In `@apps/gateway/src/chat/tools/custom-content-filter.ts`:
- Around line 395-418: The moderation POST is re-entering the gateway's content
filter causing recursion; mark the internal moderation request and skip gateway
filtering. Add the internal-moderation header (e.g.,
"x-llmgateway-internal-moderation": "true") to the fetch call created by
getCustomContentFilterUrl()/the upstreamResponse POST so the request can be
identified, and ensure the gating logic in checkCustomContentFilter()/chat.ts
uses that header (isInternalModerationRequest) to bypass applying the gateway
content filter to requests with that header set.
- Around line 139-146: The getImageReference function currently copies
part.image_url.url verbatim for part.type === "image_url", which can leak
sensitive query params or hostnames; change it to never include the raw URL
string — instead return a sanitized placeholder (e.g., "remote-image:
[redacted]") or a safe summary that omits the URL/hostname/query (you may
include non-identifying metadata like image size or safe media type if
available), and ensure the same treatment is applied for part.type === "image"
if any source fields could leak identifying info; update getImageReference to
reference part.image_url.url only to extract non-sensitive metadata (if needed)
but do not emit the URL itself.

---

Outside diff comments:
In `@apps/gateway/src/chat/tools/check-content-filter.ts`:
- Around line 47-53: The current logic gives legacyModeEnvValue
("LLM_CONTENT_FILTER_MODE") precedence over envValue
("LLM_CONTENT_FILTER_METHOD"), causing "custom" to be unreachable when
legacyModeEnvValue === "openai"; change the precedence so envValue is checked
first (i.e., evaluate envValue === "custom" or envValue === "openai" before
checking legacyModeEnvValue), or explicitly prefer envValue when it is set (use
envValue if truthy, otherwise fall back to legacyModeEnvValue) so that
envValue="custom" can override legacyModeEnvValue="openai".

---

Nitpick comments:
In `@apps/gateway/src/chat/tools/custom-content-filter.spec.ts`:
- Around line 34-53: The test needs an assertion that the internal
moderation-bypass header is sent when custom moderation calls back into
/v1/chat/completions; inside the mocked fetch in custom-content-filter.spec.ts
(where fetchSpy is created and headers are checked), add an assertion that
headers.get("<internal-moderation-bypass-header>") equals the same value used by
the implementation (or use the implementation constant, e.g.
INTERNAL_MODERATION_BYPASS_HEADER and its expected value such as "1" or "true")
so recursion cannot regress silently.

🪄 Autofix (Beta)

Fix all unresolved CodeRabbit comments on this PR:

Push a commit to this branch (recommended)
Create a new PR with the fixes

ℹ️ Review info

⚙️ Run configuration

Configuration used: Repository UI

Review profile: CHILL

Plan: Pro

Run ID: 9e28cf75-15b4-4484-a285-efec64d1977c

📥 Commits

Reviewing files that changed from the base of the PR and between 6b064a1 and 01a1cc8.

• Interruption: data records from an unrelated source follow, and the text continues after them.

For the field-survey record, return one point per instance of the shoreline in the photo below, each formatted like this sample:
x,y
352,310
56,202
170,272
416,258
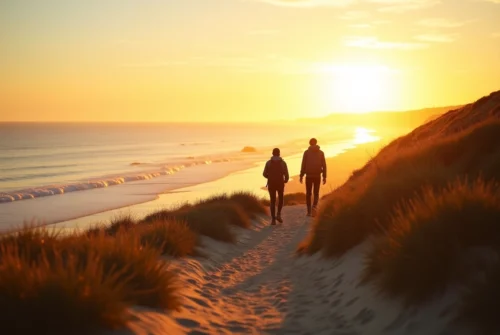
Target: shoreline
x,y
83,209
248,179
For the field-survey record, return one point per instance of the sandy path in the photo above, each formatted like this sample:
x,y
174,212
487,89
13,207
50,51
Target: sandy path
x,y
259,286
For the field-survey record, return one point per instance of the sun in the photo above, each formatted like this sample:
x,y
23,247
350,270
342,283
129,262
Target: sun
x,y
358,88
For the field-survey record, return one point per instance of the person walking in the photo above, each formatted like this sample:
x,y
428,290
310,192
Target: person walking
x,y
313,167
276,172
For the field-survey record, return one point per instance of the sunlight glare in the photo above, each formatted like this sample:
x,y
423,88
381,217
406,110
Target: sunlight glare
x,y
363,135
358,88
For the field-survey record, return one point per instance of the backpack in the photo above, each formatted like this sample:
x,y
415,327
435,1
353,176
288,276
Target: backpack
x,y
275,172
314,163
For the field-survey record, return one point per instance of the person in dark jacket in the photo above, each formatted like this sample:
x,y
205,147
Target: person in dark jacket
x,y
313,167
276,172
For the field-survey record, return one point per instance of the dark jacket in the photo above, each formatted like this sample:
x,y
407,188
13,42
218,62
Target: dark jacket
x,y
284,167
313,162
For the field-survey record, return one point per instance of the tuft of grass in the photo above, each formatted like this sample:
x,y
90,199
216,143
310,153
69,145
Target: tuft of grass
x,y
117,224
214,216
148,280
429,236
59,296
480,304
94,264
250,203
171,237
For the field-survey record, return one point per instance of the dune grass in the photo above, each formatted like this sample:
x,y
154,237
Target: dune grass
x,y
429,237
53,283
480,305
70,284
59,296
214,216
363,206
170,237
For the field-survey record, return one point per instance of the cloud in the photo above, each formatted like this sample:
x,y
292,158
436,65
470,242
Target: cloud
x,y
399,6
354,15
396,6
360,26
441,23
309,3
153,64
437,38
263,32
375,43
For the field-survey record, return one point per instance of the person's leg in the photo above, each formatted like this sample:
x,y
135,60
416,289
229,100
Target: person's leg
x,y
317,183
272,198
280,203
308,194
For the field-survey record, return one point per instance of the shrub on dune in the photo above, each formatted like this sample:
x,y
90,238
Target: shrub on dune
x,y
209,219
117,223
59,296
480,305
31,242
148,281
420,256
171,237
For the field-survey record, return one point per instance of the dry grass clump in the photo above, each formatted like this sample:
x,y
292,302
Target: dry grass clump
x,y
170,237
59,296
71,284
423,250
118,223
214,216
480,305
250,203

📒 Files selected for processing (6)

apps/gateway/src/api.spec.ts
apps/gateway/src/chat/chat.ts
apps/gateway/src/chat/tools/check-content-filter.spec.ts
apps/gateway/src/chat/tools/check-content-filter.ts
apps/gateway/src/chat/tools/custom-content-filter.spec.ts
apps/gateway/src/chat/tools/custom-content-filter.ts

coderabbitai · 2026-04-08T18:34:40Z

apps/gateway/src/chat/chat.ts

+	const customContentFilterResult =
+		shouldApplyGatewayContentFilter && contentFilterMethod === "custom"
+			? await checkCustomContentFilter(
+					messages as BaseMessage[],
+					{
+						requestId,
+						organizationId: project.organizationId,
+						projectId: project.id,
+						apiKeyId: apiKey.id,
+					},
+					c.req.raw.signal,
+				)
+			: null;


⚠️ Potential issue | 🔴 Critical

Prevent self-recursive moderation requests in custom mode.

At Line 1913, this branch invokes checkCustomContentFilter, and that helper posts back to GATEWAY_URL/v1/chat/completions (apps/gateway/src/chat/tools/custom-content-filter.ts, Lines 384-420) without a bypass marker. That internal request can re-enter the same contentFilterMethod === "custom" path and loop indefinitely.

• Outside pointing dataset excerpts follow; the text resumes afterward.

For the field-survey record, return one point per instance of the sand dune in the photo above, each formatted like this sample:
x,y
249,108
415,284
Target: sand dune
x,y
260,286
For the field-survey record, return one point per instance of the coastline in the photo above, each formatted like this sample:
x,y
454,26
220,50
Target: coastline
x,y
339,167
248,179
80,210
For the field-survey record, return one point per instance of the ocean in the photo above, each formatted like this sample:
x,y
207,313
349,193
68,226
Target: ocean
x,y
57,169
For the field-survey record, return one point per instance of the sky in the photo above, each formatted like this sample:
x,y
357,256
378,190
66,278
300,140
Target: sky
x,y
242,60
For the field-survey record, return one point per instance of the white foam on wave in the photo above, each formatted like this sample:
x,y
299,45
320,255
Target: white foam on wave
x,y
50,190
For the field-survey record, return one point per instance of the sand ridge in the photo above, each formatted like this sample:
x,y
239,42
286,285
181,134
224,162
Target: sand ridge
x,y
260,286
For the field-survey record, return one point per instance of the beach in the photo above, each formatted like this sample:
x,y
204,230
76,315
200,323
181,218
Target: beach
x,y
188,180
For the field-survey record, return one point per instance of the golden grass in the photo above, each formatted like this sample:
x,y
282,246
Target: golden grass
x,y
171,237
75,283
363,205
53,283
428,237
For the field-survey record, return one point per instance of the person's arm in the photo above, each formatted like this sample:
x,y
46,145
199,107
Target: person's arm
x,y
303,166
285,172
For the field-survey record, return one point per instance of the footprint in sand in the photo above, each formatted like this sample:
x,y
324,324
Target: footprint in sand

🔧 Proposed guard + internal marker

+ const isInternalContentFilterRequest = + c.req.header("x-llmgateway-internal-content-filter") === "1"; const shouldApplyGatewayContentFilter = + !isInternalContentFilterRequest && contentFilterMode !== "disabled" && shouldApplyContentFilterToModel(requestedModel);

Also add this header on the internal moderation fetch in apps/gateway/src/chat/tools/custom-content-filter.ts:

headers: { "Content-Type": "application/json", Authorization: `Bearer ${config.apiKey}`, "X-Client-Request-Id": context.requestId, + "X-LLMGateway-Internal-Content-Filter": "1", },

🤖 Prompt for AI Agents

Verify each finding against the current code and only fix it if needed. In `@apps/gateway/src/chat/chat.ts` around lines 1913 - 1925, The custom content-filter branch can recurse because checkCustomContentFilter posts back to the gateway endpoint and re-enters the same contentFilterMethod === "custom" path; modify the gateway branch that calls checkCustomContentFilter (the code using shouldApplyGatewayContentFilter/contentFilterMethod and function checkCustomContentFilter) to detect and skip moderation when a special internal header is present, and update the internal fetch inside apps/gateway/src/chat/tools/custom-content-filter.ts (the request to GATEWAY_URL/v1/chat/completions) to include a unique bypass header (e.g., X-Gateway-Internal-Moderation: 1) so the gateway can short-circuit and avoid re-invoking the custom content filter.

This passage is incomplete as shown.